This week in Kobe, Japan, the CERN experiments ALICE, CMS, ATLAS and LHCb presented results at Quark Matter 2015 - the 25th international conference on ultrarelativistic heavy-ion collisions.
ALICE announced advances in the study of quark-gluon plasma including how the medium responds to fluctuations in the initial geometry of lead-lead collisions and how high-energy quarks and gluons are affected as they traverse the expanding, cooling medium. A further study showed that colliding lead nuclei generate electromagnetic fields so strong that new particles can be created out of the vacuum. New ALICE data suggest that such phenomena may be important even in short-range collisions.

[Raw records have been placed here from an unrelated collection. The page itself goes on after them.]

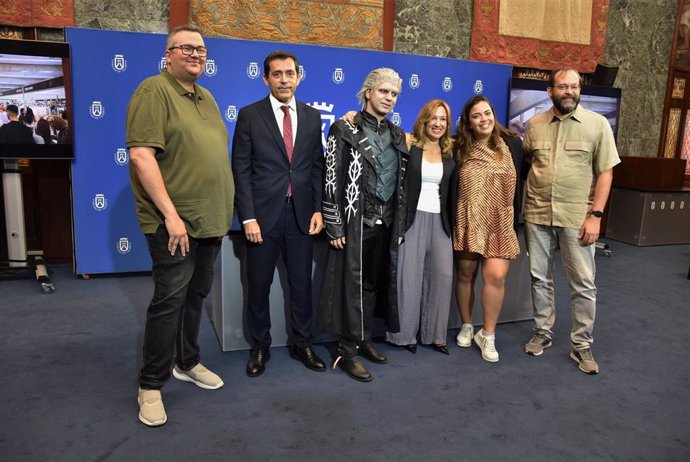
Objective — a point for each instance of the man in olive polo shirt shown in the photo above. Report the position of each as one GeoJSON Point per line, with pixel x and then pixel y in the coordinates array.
{"type": "Point", "coordinates": [183, 189]}
{"type": "Point", "coordinates": [572, 153]}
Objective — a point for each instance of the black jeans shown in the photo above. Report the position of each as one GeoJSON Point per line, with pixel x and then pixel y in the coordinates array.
{"type": "Point", "coordinates": [173, 316]}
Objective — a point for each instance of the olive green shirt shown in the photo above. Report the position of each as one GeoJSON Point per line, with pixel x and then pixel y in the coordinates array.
{"type": "Point", "coordinates": [191, 142]}
{"type": "Point", "coordinates": [566, 155]}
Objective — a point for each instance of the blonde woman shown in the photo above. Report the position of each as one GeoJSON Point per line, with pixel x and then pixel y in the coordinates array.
{"type": "Point", "coordinates": [425, 259]}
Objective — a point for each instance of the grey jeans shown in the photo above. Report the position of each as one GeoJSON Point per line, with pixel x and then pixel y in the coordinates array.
{"type": "Point", "coordinates": [578, 263]}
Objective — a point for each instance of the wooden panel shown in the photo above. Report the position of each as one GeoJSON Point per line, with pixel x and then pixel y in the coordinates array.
{"type": "Point", "coordinates": [652, 173]}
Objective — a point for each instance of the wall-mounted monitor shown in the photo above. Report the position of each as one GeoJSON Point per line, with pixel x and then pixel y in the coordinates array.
{"type": "Point", "coordinates": [528, 97]}
{"type": "Point", "coordinates": [36, 74]}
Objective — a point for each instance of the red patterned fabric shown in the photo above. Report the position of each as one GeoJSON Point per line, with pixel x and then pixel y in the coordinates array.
{"type": "Point", "coordinates": [489, 46]}
{"type": "Point", "coordinates": [37, 13]}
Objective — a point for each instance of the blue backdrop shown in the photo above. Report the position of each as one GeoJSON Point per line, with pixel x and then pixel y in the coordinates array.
{"type": "Point", "coordinates": [107, 66]}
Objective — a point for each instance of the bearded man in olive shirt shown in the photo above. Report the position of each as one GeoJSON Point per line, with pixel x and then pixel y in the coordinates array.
{"type": "Point", "coordinates": [572, 153]}
{"type": "Point", "coordinates": [183, 189]}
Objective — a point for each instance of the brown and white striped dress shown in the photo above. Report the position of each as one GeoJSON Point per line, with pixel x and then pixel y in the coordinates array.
{"type": "Point", "coordinates": [484, 214]}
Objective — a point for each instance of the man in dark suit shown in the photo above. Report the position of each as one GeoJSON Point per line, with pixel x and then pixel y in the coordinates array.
{"type": "Point", "coordinates": [277, 161]}
{"type": "Point", "coordinates": [15, 132]}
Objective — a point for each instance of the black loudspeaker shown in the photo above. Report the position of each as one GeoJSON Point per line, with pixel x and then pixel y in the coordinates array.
{"type": "Point", "coordinates": [604, 75]}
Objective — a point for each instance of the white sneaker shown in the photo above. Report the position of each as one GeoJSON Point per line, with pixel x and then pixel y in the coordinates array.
{"type": "Point", "coordinates": [200, 376]}
{"type": "Point", "coordinates": [151, 409]}
{"type": "Point", "coordinates": [487, 345]}
{"type": "Point", "coordinates": [464, 338]}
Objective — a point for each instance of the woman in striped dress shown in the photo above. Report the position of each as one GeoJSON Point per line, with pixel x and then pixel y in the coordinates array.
{"type": "Point", "coordinates": [489, 157]}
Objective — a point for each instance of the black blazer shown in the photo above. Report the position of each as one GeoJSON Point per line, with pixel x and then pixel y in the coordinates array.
{"type": "Point", "coordinates": [261, 169]}
{"type": "Point", "coordinates": [447, 189]}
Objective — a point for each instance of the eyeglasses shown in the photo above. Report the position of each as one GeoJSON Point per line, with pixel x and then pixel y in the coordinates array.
{"type": "Point", "coordinates": [187, 50]}
{"type": "Point", "coordinates": [564, 87]}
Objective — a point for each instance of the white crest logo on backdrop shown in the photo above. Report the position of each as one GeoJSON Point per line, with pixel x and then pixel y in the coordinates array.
{"type": "Point", "coordinates": [253, 70]}
{"type": "Point", "coordinates": [210, 69]}
{"type": "Point", "coordinates": [338, 75]}
{"type": "Point", "coordinates": [119, 63]}
{"type": "Point", "coordinates": [302, 73]}
{"type": "Point", "coordinates": [96, 110]}
{"type": "Point", "coordinates": [123, 246]}
{"type": "Point", "coordinates": [99, 202]}
{"type": "Point", "coordinates": [478, 87]}
{"type": "Point", "coordinates": [121, 157]}
{"type": "Point", "coordinates": [326, 119]}
{"type": "Point", "coordinates": [414, 81]}
{"type": "Point", "coordinates": [447, 84]}
{"type": "Point", "coordinates": [231, 113]}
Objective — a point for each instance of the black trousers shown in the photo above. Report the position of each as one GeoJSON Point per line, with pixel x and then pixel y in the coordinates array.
{"type": "Point", "coordinates": [375, 277]}
{"type": "Point", "coordinates": [174, 314]}
{"type": "Point", "coordinates": [297, 250]}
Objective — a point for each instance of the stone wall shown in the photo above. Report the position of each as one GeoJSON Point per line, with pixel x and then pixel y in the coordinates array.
{"type": "Point", "coordinates": [129, 15]}
{"type": "Point", "coordinates": [638, 40]}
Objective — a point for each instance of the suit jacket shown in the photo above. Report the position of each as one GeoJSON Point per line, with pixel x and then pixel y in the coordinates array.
{"type": "Point", "coordinates": [261, 169]}
{"type": "Point", "coordinates": [447, 189]}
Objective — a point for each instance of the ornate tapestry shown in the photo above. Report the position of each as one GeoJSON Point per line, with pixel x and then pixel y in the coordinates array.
{"type": "Point", "coordinates": [351, 23]}
{"type": "Point", "coordinates": [37, 13]}
{"type": "Point", "coordinates": [544, 34]}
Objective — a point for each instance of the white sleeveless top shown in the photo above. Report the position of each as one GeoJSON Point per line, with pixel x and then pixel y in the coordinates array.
{"type": "Point", "coordinates": [429, 199]}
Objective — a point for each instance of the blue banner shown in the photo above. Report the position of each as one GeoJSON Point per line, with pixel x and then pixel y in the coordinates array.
{"type": "Point", "coordinates": [107, 66]}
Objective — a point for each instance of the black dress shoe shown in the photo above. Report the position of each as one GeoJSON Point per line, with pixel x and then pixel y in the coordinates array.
{"type": "Point", "coordinates": [257, 361]}
{"type": "Point", "coordinates": [442, 348]}
{"type": "Point", "coordinates": [307, 356]}
{"type": "Point", "coordinates": [367, 350]}
{"type": "Point", "coordinates": [355, 369]}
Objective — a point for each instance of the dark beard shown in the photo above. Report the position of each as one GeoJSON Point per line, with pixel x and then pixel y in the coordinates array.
{"type": "Point", "coordinates": [563, 109]}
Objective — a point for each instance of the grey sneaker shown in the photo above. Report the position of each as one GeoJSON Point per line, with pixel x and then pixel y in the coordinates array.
{"type": "Point", "coordinates": [536, 344]}
{"type": "Point", "coordinates": [464, 337]}
{"type": "Point", "coordinates": [151, 409]}
{"type": "Point", "coordinates": [487, 345]}
{"type": "Point", "coordinates": [585, 361]}
{"type": "Point", "coordinates": [200, 376]}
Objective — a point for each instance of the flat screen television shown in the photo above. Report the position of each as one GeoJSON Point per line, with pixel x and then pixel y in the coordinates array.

CMS presented results showing “elliptic flow” in proton-proton collisions, from long-range correlations for charged hadrons, K0s and Lambda particles, where a mass ordering is observed. The collaboration also presented new data on the D meson nuclear modification factor for lead-lead collisions. CMS showed an indication of mass-dependent jet quenching when compared to its results of non-prompt J/Psi from B meson decay. Studies on the distribution of associated energy flow around a dijet axis were also presented by exploring wider angle of coverage, and with respect to leading and subleading jets individually.
ATLAS presented its first paper from Run 2, which expands the preliminary "ridge" analysis presented at the EPS2015 conference to fit for the modulation of the single-particle positions. The collaboration also presented results from papers on charged-particle measurements in proton-lead collisions; and Z-boson production in proton-lead collisions; as well as preliminary results on the dijet asymmetry in lead-lead and proton-proton collisions; the production of upsilon particles and W-bosons in heavy ion collisions (ATLAS-CONF-2015-050 and ATLAS-CONF-2015-051); nuclear modification factor and structure dependence measurements (ATLAS -CONF-2015-054 and ATLAS-CONF-055) and jet structure measurements in lead-lead collisions (ATLAS-CONF-2015-056).
Last but not least, LHCb presented a measurement on Psi(2S) production in proton-lead collisions at sqrt(s)=5 TeV, which suggests that Psi(2S) are more suppressed that J/psi in proton collisions.